Renzo Piano, the architect of the Art Institute of Chicago's Modern Wing and New York's new Whitney Museum, also received a request for qualifications. Michelle Obama publicly praised his Whitney building after touring it earlier this year. Piano, an Italian, is the 1998 winner of the Pritzker Architecture Prize, the field's highest honor.

Another invited architect attended a White House dinner with the Obamas. But it's not the presumed front-runner for the job, the London-based, Tanzanian-born architect David Adjaye, who sat with them during a 2012 state dinner for British Prime Minister David Cameron.

It's the German-born Chicago architect Helmut Jahn, who in 2011 sat at the Obamas' head table at a state dinner in honor of German Chancellor Angela Merkel. ... "I don't believe that Adjaye is a shoo-in," said Mark Sexton of the Chicago firm Krueck+Sexton, whose projects include the elegantly faceted Spertus Institute at 610 S. Michigan Ave ... Other Chicago firms invited to compete include Ross Barney Architects, led by Carol Ross Barney, a key designer of the downtown Riverwalk who has won plaudits for new Chicago Transit Authority rapid-transit stations. That experience could help because part of the Washington Park site is next to a CTA Green Line station.

Another local contender is the Chicago office of Perkins+Will, whose chief designer, Ralph Johnson, has already run the gantlet of slipping a museum into cherished parkland. His credits include the Peggy Notebaert Nature Museum in Lincoln Park. ... Also invited is Chicago's Tigerman McCurry Architects, headed by Stanley Tigerman and Margaret McCurry. The firms brings intellectual heft and a longtime commitment to design for the disadvantaged, a quality that's relevant because the Obama center will be built near impoverished South Side neighborhoods.

The non-Chicago firms asked to complete are equally impressive and just as well-established.
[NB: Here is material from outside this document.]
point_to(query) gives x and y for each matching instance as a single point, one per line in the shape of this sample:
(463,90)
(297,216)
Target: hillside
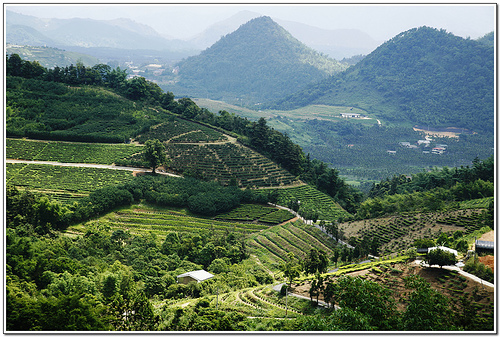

Besides the Piano, Ennead and Stern firms, they include New York's Diller Scofidio + Renfro, which co-designed New York's wildly popular High Line; the San Francisco office of Skidmore, Owings & Merrill, which shaped an acclaimed U.S. consulate in the Chinese city of Guangzhou; and North Carolina architect Philip Freelon, whose firm last year became part of Perkins+Will. Freelon's entry will be independent of the firm's. ... Some Chicago architects said they would compete for the job even though they weren't asked.